Intel® AI for Enterprise RAG

Intel® AI for Enterprise RAG simplifies transforming your enterprise data into actionable insights. Powered by Intel® Xeon® processors and Intel® Gaudi® AI accelerators, it integrates components from industry partners to offer a streamlined approach to deploying enterprise solutions.

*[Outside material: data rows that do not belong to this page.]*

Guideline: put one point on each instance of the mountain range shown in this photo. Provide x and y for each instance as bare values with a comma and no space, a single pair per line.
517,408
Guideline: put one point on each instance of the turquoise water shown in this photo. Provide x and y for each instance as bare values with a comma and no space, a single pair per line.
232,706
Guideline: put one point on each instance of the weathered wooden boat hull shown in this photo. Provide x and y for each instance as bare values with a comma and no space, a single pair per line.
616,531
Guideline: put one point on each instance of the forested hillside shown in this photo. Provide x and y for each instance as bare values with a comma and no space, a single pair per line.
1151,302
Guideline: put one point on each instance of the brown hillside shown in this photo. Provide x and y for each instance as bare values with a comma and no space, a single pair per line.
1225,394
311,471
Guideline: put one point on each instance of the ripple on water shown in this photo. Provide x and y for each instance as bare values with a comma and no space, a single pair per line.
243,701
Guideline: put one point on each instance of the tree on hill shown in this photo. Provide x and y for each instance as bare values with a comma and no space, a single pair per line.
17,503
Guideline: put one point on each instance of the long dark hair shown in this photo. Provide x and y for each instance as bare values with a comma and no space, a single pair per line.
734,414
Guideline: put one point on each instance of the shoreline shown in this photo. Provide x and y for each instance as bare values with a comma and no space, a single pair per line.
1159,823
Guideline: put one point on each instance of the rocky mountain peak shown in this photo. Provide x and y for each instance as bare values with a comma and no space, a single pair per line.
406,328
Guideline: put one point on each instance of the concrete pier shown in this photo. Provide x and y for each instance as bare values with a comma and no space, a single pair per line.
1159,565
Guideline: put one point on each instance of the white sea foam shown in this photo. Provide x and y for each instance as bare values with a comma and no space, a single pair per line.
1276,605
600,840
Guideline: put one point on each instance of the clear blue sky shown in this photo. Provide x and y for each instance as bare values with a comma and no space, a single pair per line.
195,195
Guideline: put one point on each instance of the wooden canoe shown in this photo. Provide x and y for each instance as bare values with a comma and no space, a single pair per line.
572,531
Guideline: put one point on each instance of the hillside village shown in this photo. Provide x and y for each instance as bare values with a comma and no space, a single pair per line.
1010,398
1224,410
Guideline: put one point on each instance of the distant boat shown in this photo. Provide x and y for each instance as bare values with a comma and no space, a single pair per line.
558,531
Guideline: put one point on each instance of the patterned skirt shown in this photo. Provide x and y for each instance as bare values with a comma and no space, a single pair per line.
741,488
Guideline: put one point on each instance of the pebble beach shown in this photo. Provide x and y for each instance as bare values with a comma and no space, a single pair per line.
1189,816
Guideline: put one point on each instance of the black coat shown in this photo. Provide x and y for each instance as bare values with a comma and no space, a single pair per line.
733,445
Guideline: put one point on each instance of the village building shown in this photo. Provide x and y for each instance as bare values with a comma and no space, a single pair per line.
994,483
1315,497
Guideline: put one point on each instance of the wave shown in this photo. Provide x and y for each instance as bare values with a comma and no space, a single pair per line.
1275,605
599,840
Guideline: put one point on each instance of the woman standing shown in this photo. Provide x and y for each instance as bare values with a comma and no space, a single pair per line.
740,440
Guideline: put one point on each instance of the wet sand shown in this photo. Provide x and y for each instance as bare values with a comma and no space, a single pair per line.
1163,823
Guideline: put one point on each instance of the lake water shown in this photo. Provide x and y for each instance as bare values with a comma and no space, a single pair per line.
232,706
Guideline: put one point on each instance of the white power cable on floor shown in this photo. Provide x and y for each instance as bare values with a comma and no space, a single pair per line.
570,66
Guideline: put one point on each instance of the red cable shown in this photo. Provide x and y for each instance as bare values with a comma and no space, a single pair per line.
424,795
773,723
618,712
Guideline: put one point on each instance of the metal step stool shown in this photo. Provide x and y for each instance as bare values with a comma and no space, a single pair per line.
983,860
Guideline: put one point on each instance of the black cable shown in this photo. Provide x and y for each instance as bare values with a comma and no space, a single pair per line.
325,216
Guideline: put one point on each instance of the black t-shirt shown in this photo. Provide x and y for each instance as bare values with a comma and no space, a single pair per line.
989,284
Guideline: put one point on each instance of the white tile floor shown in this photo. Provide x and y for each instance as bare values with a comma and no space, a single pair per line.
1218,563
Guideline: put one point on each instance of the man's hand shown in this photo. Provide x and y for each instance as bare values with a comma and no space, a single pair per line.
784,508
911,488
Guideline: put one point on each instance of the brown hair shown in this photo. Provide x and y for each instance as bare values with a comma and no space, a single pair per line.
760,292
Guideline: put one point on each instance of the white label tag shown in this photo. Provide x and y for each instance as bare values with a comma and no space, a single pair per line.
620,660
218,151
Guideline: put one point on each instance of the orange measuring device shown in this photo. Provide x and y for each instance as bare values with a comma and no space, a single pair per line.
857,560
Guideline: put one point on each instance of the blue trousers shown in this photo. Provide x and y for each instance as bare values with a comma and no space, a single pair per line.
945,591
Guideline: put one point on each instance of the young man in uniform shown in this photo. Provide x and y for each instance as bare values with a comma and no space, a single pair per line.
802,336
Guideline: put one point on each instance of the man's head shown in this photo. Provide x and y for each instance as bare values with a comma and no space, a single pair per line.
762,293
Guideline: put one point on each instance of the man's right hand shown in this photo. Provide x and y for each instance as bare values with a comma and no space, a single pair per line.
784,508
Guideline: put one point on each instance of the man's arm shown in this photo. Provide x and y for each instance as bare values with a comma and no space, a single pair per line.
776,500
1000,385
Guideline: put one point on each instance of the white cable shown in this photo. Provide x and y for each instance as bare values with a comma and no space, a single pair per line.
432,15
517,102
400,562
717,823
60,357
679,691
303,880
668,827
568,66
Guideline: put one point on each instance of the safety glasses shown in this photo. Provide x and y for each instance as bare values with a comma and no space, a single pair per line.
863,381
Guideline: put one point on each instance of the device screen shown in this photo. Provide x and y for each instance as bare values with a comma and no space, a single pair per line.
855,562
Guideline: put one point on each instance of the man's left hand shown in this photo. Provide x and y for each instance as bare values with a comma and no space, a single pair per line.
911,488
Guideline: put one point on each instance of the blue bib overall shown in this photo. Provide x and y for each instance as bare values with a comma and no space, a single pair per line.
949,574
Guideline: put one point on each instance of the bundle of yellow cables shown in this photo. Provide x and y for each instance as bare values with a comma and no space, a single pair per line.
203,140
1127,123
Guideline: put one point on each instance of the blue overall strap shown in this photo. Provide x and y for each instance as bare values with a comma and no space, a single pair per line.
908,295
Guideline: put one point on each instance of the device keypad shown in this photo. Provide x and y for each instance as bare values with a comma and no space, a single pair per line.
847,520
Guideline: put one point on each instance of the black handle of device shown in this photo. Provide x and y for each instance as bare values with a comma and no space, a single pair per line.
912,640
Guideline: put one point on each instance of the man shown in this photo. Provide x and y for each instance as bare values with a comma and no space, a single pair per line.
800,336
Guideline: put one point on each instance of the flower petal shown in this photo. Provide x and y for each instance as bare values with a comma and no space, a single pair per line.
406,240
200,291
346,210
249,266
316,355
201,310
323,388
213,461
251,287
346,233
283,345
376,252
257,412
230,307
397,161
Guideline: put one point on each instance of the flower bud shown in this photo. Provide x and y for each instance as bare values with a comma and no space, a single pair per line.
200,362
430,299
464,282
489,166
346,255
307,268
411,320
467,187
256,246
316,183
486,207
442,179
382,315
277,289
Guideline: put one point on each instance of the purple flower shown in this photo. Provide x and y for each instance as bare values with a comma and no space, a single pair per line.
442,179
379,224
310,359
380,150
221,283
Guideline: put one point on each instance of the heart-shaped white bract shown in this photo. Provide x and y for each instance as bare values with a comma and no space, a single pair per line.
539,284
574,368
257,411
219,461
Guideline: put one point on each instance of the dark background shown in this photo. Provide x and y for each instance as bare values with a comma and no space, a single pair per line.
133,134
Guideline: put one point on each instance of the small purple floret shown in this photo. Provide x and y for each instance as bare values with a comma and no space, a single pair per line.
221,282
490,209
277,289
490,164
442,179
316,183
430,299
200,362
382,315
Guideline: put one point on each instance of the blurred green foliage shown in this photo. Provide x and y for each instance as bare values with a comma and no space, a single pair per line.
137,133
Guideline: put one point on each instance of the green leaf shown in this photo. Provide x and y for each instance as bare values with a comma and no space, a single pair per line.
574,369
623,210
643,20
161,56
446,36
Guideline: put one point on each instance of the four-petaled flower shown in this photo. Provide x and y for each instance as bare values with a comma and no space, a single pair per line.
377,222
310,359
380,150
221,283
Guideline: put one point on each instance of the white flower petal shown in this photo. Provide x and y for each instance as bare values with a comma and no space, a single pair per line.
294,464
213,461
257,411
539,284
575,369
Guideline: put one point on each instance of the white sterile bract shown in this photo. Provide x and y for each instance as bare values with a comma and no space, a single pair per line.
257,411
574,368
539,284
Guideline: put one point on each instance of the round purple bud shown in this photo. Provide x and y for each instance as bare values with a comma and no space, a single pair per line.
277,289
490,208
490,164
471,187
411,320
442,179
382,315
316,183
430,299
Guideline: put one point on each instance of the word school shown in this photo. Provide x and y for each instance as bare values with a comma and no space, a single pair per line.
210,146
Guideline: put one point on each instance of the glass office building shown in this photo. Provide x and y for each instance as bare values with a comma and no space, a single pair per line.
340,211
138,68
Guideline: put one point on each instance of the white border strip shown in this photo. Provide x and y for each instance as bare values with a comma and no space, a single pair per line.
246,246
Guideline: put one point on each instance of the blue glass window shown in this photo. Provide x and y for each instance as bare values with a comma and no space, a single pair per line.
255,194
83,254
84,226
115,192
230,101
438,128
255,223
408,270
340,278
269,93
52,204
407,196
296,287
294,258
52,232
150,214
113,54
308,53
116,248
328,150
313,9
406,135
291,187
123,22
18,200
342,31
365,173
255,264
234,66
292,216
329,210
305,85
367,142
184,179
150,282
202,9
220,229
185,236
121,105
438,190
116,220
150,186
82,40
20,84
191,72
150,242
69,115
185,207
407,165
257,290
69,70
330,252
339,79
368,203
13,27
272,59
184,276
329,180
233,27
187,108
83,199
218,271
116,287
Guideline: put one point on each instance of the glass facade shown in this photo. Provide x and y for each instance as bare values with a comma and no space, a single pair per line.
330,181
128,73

Why use Intel® AI for Enterprise RAG?

Enable intelligent AI experiences that understand your business context:

Domain-Specific Intelligence - Enrich conversations and document processing with your organizational knowledge without training or fine-tuning models
Multiple Use Cases - Support for ChatQ&A for conversational AI and Document Summarization for extracting key insights from documents
Rapid Deployment - Transform enterprise documents into AI-powered experiences in minutes, not months
Enterprise-Ready Scale - Deploy secure, compliant AI solutions that grow with your business needs

Core Features

One-Click Enterprise Deployment - Fully automated Kubernetes cluster provisioning with Ansible playbooks, supporting both single-node and multi-node configurations with comprehensive infrastructure setup.
Optimized AI Hardware Support - Native support for Intel® Xeon® processors and Intel® Gaudi® AI accelerators with Horizontal Pod Autoscaling (HPA), balloons policy for CPU pinning on NUMA architectures, and performance-tuned configurations.
Enterprise-Grade Security & Compliance - Integrated Identity and Access Management (IAM) with Keycloak, programmable guardrails for fine-grained control, Pod Security Standards (PSS) enforcement for secure enterprise operations, role-based access control for vector databases, and Intel® Trust Domain Extensions (TDX) support for confidential computing.
Comprehensive Monitoring & Observability - Integrated telemetry stack with Prometheus, Grafana dashboards, distributed tracing with Tempo, and centralized logging with Loki for full pipeline visibility.

If you're interested in getting a glimpse of how Intel® AI for Enterprise RAG works, check out following demo.

Note

The video provided below showcases the beta release of our project. As we've transitioned to next releases, users can anticipate an improved UI design, improved installation process along with other enhancements.

Pipeline Architecture

Our system consists of two primary processing pipelines, each built on top of a shared microservices architecture. However, only one pipeline can be deployed at once.

ChatQnA – enabling retrieval-augmented question answering through conversational interaction.
Document Summarization (DocSum) – responsible for generating concise summaries from input documents.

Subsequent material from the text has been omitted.